Встреча с «простым» человеком, великим охотником Журавлевым не прошла для Кренкеля бесследно: его стало раздражать все, что высокопарно и фальшиво.

«Такие люди, такие люди! — передразнил он. — Люди как люди. И нет у них никаких моторов».

ГЛАВА СЕДЬМАЯ

ТРИДЦАТИВОСЬМИЛЕТНИЙ пилот Василий Сергеевич Молоков, человек скромный, молчаливый, если не сказать застенчивый, произвел разведку на своем гидроплане и вывел «Александра Сибирякова» из ледовой ловушки.

Возвратившись на базу, мыс Челюскин, Молоков поставил свой «Дорнье-Валь» на якоря и двинулся к зимовочной станции.

Василий Сергеевич говорить не любил. Он словно старался избегать всяких разговоров. Нет, совсем не оттого, что болтливость в авиации никак не поощряется, просто он мог выразить всего себя в кабине самолета. Как-то он сказал:

— В воздухе я делаюсь самим собой. На земле всё не то. Много суеты. И мне легче выполнить самый сложный рейс, чем произнести самую простую речь. Да и о чем говорить-то?

Едва добравшись до койки, он завалился спать и, засыпая, слышал гул мотора, который продолжал стоять в его ушах.

Его разбудили разговоры, хотя беседа велась шепотом.

Василий Сергеевич открыл глаза и увидел Шмидта, хорошо знакомого по фотографиям в газетах, и рядом с ним зимовщиков.

Когда Молоков заворочался, Шмидт замолчал и поглядел на него.

— Простите, мы, кажется, разбудили вас, — сказал Отто Юльевич. — Мы старались говорить тихо.

— Я сам проснулся, — отозвался Молоков и, поднявшись, оделся и молча пошел поглядеть, как себя чувствует аэроплан.
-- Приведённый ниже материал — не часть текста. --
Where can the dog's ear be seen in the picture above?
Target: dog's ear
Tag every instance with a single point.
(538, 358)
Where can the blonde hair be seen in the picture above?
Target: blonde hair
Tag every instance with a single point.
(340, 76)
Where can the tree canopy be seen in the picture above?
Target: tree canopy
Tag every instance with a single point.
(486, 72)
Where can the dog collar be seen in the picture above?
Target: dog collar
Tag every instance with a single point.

Вдруг в бухту нагнало льда? Тогда придется просить помощи у моряков и разгонять льды.

Рано утром «Челюскин», пройдя пролив Вилькицкого, очутился в море Лаптевых и попал в шторм.
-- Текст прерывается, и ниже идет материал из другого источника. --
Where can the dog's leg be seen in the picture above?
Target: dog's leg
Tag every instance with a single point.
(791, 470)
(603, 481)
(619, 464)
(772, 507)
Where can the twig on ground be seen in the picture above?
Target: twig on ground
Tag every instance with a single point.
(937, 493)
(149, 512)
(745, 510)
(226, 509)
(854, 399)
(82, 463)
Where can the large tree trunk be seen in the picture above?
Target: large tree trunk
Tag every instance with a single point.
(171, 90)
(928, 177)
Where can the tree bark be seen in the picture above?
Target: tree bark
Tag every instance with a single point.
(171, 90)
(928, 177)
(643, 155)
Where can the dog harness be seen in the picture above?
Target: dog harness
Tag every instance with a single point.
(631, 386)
Столовая опустела. У многих пропал интерес к домино и разговорам. Камбузная команда полностью вышла из строя. Теперь вместо обеда выдавалась банка консервов и хлеб. За борт смыло часть запаса огурцов и несколько ящиков с лимонами. В коровнике один бычок сломал себе рог. Новому челюскинцу Карине сделали колыбель из корзины. Крен судна достигал пятидесяти семи градусов.

«И все равно это лучше, чем льды», — думал Воронин.

А эфир сообщал все новые и новые неприятные известия: «Красин» сломал один из трех валов, в полуаварийном состоянии ледорез «Литке».

И тут ударили заморозки.

Ученик Молокова, пилот Сигизмунд Александрович Леваневский, пребывал по долгу службы на Дальнем Востоке и собирался лететь на Север, на ледовую разведку.

В то время, когда «Челюскин» совершал свой рейс, произошла такая история.

Знаменитый американский летчик, «король воздуха» Джемс Маттерн, совершал свой героический кругосветный перелет на аэроплане «Век прогресса». Маршрут Маттерна пролегал и через нашу страну.